Правительство недолго придерживалось своего первоначального твердого решения против национализации. Декларация 2 июля наряду с предоставлением автономии Украине решила и вопрос о национализации войск: «Правительство признает возможным продолжать содействие к более тесному национальному объединению украинцев в самой среде армии или к призыву в отдельные части исключительно украинцев, поскольку такая мера не наносит ущерба боеспособности армии… и признает возможным привлечь к выполнению этих задач самих украинских солдат, командируемых Центральной радой в военное министерство, Главный штаб и Ставку».

Началось великое «переселение народов».

Другие украинские агенты разъезжали по фронту, организуя украинские громады и комитеты, добиваясь принятия резолюций о переводе в украинские части или об отказе идти на фронт под предлогом того, что «Украину душат», и т. д. К октябрю украинский комитет Западного фронта уже призывал к вооруженному нажиму на правительство для немедленного заключения мира. Петлюра утверждал, что в его распоряжении имеется 50 000 украинских войск. Между тем командующий войсками Киевского военного округа полковник Оборудчев[43] свидетельствует следующее: «В то время, когда делались героические усилия сломить врага (июньское наступление), я не мог отправить ни одного солдата на подкрепление действующей армии. Как только я отдавал приказ какому-нибудь запасному полку выделить маршевые роты на фронт, полк, до того мирно живший без всяких помышлений об украинизации, собирал митинг, вывешивал желто-голубой украинский флаг и заявлял: "Идем под украинским флагом!"

«И после этого не двигался с места. Проходили недели, месяц, а части не трогались — ни под красным, ни под желто-голубым флагом».
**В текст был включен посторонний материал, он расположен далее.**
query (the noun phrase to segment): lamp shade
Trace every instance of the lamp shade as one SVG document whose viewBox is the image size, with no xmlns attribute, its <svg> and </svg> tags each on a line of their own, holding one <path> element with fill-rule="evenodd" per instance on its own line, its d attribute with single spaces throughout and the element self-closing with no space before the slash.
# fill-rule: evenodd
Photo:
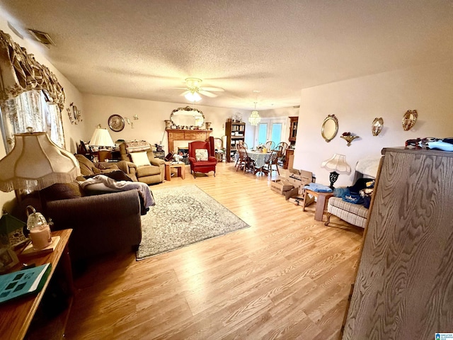
<svg viewBox="0 0 453 340">
<path fill-rule="evenodd" d="M 14 147 L 0 160 L 0 190 L 41 190 L 80 175 L 76 157 L 45 132 L 18 133 Z"/>
<path fill-rule="evenodd" d="M 331 158 L 323 162 L 321 166 L 338 174 L 349 175 L 351 173 L 351 167 L 346 163 L 346 156 L 344 154 L 334 154 Z"/>
<path fill-rule="evenodd" d="M 110 134 L 108 133 L 107 129 L 96 128 L 90 140 L 90 145 L 97 147 L 115 147 L 115 143 L 113 140 L 112 140 Z"/>
</svg>

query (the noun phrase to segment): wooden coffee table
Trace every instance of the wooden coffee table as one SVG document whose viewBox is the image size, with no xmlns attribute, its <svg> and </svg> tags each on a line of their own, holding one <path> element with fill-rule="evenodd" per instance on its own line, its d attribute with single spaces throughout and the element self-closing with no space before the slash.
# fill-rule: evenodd
<svg viewBox="0 0 453 340">
<path fill-rule="evenodd" d="M 19 256 L 19 260 L 21 260 L 19 264 L 17 264 L 11 271 L 18 270 L 22 263 L 28 264 L 33 264 L 40 266 L 42 264 L 50 263 L 52 265 L 52 270 L 49 274 L 49 277 L 46 280 L 42 290 L 36 295 L 18 298 L 15 300 L 8 301 L 0 305 L 0 315 L 1 315 L 1 322 L 0 322 L 0 338 L 8 339 L 22 339 L 25 336 L 28 327 L 35 315 L 41 299 L 45 293 L 49 281 L 54 275 L 55 268 L 57 265 L 62 266 L 62 269 L 64 274 L 64 278 L 67 281 L 71 293 L 75 293 L 75 288 L 72 281 L 72 271 L 71 268 L 71 259 L 68 251 L 68 241 L 72 232 L 71 229 L 65 229 L 63 230 L 52 232 L 52 236 L 59 236 L 60 239 L 55 250 L 48 254 L 36 256 L 35 257 L 28 257 L 21 259 Z M 71 303 L 72 299 L 70 299 L 68 307 L 66 310 L 62 312 L 57 317 L 54 318 L 55 324 L 58 324 L 58 329 L 50 327 L 51 335 L 47 335 L 46 329 L 42 325 L 42 329 L 40 330 L 42 339 L 62 339 L 64 332 L 64 326 L 71 309 Z M 62 321 L 59 321 L 61 319 Z M 57 334 L 55 334 L 57 333 Z M 54 337 L 55 336 L 55 337 Z M 30 336 L 33 339 L 33 336 Z"/>
<path fill-rule="evenodd" d="M 181 178 L 185 178 L 185 164 L 182 162 L 180 163 L 173 163 L 171 162 L 165 162 L 165 180 L 171 181 L 171 169 L 178 169 L 178 176 Z"/>
</svg>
Можно ли было бороться с этой нескрываемой заботой о собственной безопасности? Ответ снова дает Оборудчев — ответ, весьма характерный в своей безжизненной партийной догматичности:

«Конечно, я мог применить силу, чтобы мои приказы выполнялись. И эта сила была в моих руках». Но «применяя силу против неповинующихся, действующих под украинским флагом, рискуешь навлечь на себя упрек в том, что борешься не с проявлениями анархии, а с национальной свободой и самоопределением наций. А для меня, эсера, рисковать таким упреком, да еще на Украине, с которой была связана вся моя жизнь, было невозможно. И поэтому я решил подать в отставку».[44]

И он подал в отставку. Правда, лишь в октябре, незадолго до большевистского переворота, пробыв на посту командующего войсками важнейшего прифронтового округа почти пять месяцев.

В развитие правительственных распоряжений Ставка выделила на каждом фронте особые дивизии для украинизации, а на Юго-Западном фронте — еще и 34-й армейский корпус, находившийся под командованием генерала Скоропадского. В эти части, располагавшиеся преимущественно в глубоком резерве, солдаты стекались со всего фронта без всяких отпусков, самовольно. Надежды оптимистов с одной стороны и страхи левых кругов с другой на то, что национализация создаст «твердые части» (контрреволюционные в терминологии левых), быстро рассеялись. Новые украинские войска были проникнуты теми же элементами разложения, что и регулярные.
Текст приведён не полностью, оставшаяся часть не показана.